Drone vision plays an important role towards this end, covering the following topics: a) drone visual mapping and localization, b) drone visual analysis for target/obstacle/crowd/POI detection, c) 2D/3D target tracking and d) privacy protection technologies in drones (face de-identification).
This lecture will offer an overview of current research efforts on all related topics, ranging from visual semantic world mapping to multiple drone mission planning and control and to drone perception for autonomous target following, tracking and AV shooting.
Speaker Bio:
Prof. Ioannis Pitas (IEEE fellow, IEEE Distinguished Lecturer, EURASIP fellow) received the Diploma and PhD degree in Electrical Engineering, both from the Aristotle University of Thessaloniki, Greece. Since 1994, he has been a Professor at the Department of Informatics of the same University. He served as a Visiting Professor at several Universities.

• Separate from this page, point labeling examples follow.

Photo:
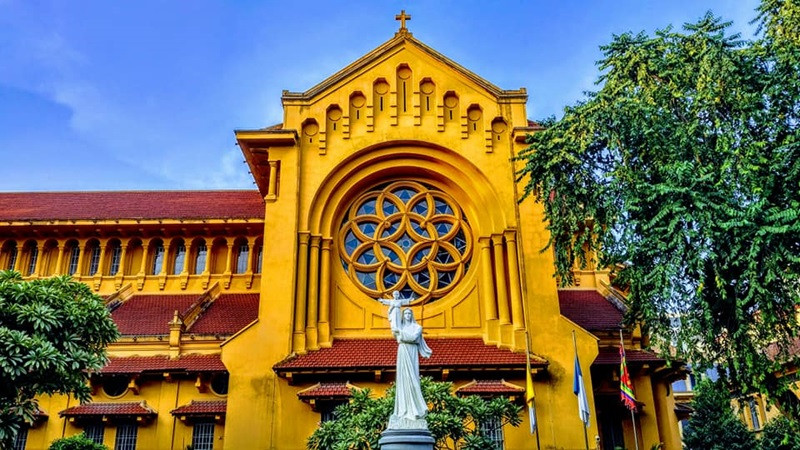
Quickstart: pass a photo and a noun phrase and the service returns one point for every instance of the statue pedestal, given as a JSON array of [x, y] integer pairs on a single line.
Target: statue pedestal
[[408, 439]]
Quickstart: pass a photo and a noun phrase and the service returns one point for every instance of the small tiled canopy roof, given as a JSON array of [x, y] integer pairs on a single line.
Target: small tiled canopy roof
[[332, 390], [139, 364], [380, 354], [197, 408], [490, 388], [135, 409], [121, 205], [609, 356], [227, 315], [589, 309], [149, 315]]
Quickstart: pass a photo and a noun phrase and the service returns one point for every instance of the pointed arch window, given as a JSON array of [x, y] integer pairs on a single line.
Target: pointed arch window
[[94, 262], [158, 258], [116, 257], [74, 256], [241, 258], [180, 259], [32, 259], [200, 258]]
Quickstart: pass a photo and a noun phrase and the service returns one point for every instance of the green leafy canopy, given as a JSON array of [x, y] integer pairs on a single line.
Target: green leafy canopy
[[53, 331], [683, 171], [454, 422]]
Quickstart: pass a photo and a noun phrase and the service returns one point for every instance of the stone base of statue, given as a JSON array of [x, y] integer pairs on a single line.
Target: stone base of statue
[[406, 439]]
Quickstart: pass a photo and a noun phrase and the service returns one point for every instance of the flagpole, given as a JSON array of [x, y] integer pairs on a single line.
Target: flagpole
[[633, 416], [585, 433]]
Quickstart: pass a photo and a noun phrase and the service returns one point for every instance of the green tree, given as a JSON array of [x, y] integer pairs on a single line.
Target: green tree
[[683, 171], [52, 333], [780, 434], [77, 442], [453, 421], [713, 424]]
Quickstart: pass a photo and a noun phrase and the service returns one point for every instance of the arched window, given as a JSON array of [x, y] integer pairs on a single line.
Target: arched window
[[116, 257], [11, 255], [94, 258], [257, 261], [33, 257], [158, 258], [180, 258], [241, 258], [200, 258], [74, 252]]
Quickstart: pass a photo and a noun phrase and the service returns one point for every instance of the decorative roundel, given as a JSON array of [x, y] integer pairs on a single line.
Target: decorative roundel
[[407, 237]]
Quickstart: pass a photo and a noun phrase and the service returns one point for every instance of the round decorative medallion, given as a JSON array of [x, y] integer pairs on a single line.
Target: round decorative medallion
[[408, 237]]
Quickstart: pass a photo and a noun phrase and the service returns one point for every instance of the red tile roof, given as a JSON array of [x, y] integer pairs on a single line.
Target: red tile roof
[[17, 206], [110, 409], [381, 354], [489, 387], [228, 314], [147, 315], [202, 408], [609, 356], [186, 363], [589, 309], [325, 390]]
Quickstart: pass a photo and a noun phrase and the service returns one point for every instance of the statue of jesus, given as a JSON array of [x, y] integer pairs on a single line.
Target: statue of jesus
[[409, 405]]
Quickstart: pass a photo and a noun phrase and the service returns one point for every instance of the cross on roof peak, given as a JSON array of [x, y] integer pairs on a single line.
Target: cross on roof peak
[[402, 17]]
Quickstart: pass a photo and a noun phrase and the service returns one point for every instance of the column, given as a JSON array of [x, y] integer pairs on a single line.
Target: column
[[514, 280], [299, 340], [325, 294], [499, 276], [272, 189], [39, 258], [487, 278], [60, 259], [313, 293]]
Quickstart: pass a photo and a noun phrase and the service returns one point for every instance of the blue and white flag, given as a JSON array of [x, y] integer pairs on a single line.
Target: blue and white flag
[[579, 389]]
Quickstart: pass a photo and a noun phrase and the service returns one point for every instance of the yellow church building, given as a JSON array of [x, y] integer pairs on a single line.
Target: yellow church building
[[246, 316]]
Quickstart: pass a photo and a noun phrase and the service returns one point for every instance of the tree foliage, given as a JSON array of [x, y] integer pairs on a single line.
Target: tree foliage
[[454, 422], [683, 171], [52, 332], [713, 424], [780, 434], [77, 442]]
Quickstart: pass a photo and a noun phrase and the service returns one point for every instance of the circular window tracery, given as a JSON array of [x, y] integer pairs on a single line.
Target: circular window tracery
[[407, 237]]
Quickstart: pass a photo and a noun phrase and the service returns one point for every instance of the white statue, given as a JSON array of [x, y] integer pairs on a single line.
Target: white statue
[[409, 405], [394, 309]]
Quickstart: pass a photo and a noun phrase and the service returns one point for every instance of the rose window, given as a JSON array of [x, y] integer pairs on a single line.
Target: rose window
[[406, 237]]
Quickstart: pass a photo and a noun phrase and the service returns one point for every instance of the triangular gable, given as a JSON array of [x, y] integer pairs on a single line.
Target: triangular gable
[[387, 48]]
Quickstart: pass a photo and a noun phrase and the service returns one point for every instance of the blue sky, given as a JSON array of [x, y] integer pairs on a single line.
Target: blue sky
[[110, 95]]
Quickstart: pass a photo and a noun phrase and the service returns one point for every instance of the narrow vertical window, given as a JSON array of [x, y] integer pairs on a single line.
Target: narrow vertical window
[[203, 435], [32, 261], [126, 436], [94, 262], [241, 258], [158, 258], [753, 407], [257, 261], [180, 258], [200, 259], [12, 257], [74, 255], [95, 432], [493, 429], [116, 256]]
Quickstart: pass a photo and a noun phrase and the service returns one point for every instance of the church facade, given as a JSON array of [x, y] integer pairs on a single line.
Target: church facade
[[246, 316]]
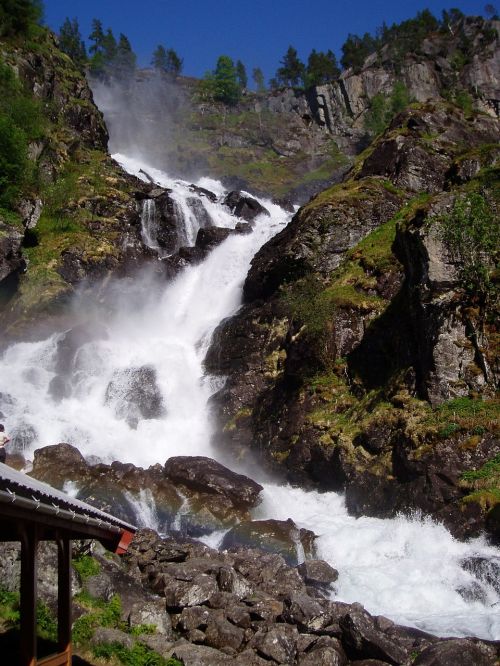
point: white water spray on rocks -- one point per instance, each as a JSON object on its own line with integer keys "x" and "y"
{"x": 406, "y": 568}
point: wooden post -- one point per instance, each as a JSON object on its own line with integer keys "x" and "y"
{"x": 64, "y": 597}
{"x": 28, "y": 595}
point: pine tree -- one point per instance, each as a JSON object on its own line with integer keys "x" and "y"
{"x": 159, "y": 59}
{"x": 124, "y": 60}
{"x": 292, "y": 72}
{"x": 321, "y": 68}
{"x": 241, "y": 74}
{"x": 221, "y": 85}
{"x": 19, "y": 16}
{"x": 258, "y": 79}
{"x": 174, "y": 63}
{"x": 71, "y": 42}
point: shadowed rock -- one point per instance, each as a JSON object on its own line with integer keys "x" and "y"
{"x": 204, "y": 474}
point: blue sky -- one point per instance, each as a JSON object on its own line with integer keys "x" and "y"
{"x": 258, "y": 32}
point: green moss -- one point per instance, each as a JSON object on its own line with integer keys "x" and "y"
{"x": 138, "y": 655}
{"x": 86, "y": 566}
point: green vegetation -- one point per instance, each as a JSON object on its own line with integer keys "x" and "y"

His current interests are in the areas of autonomous systems, machine learning, computer vision, 3D and biomedical imaging. He has published over 1090 papers, contributed in 50 books in his areas of interest and edited or (co-)authored another 11 books. He has also been a member of the program committee of many scientific conferences and workshops. In the past he served as Associate Editor or co-Editor of 9 international journals and General or Technical Chair of 4 international conferences. He participated in 69 R&D projects, primarily funded by the European Union and is/was principal investigator/researcher in 41 such projects. He has 29200+ citations to his work and h-index 80+ (Google Scholar).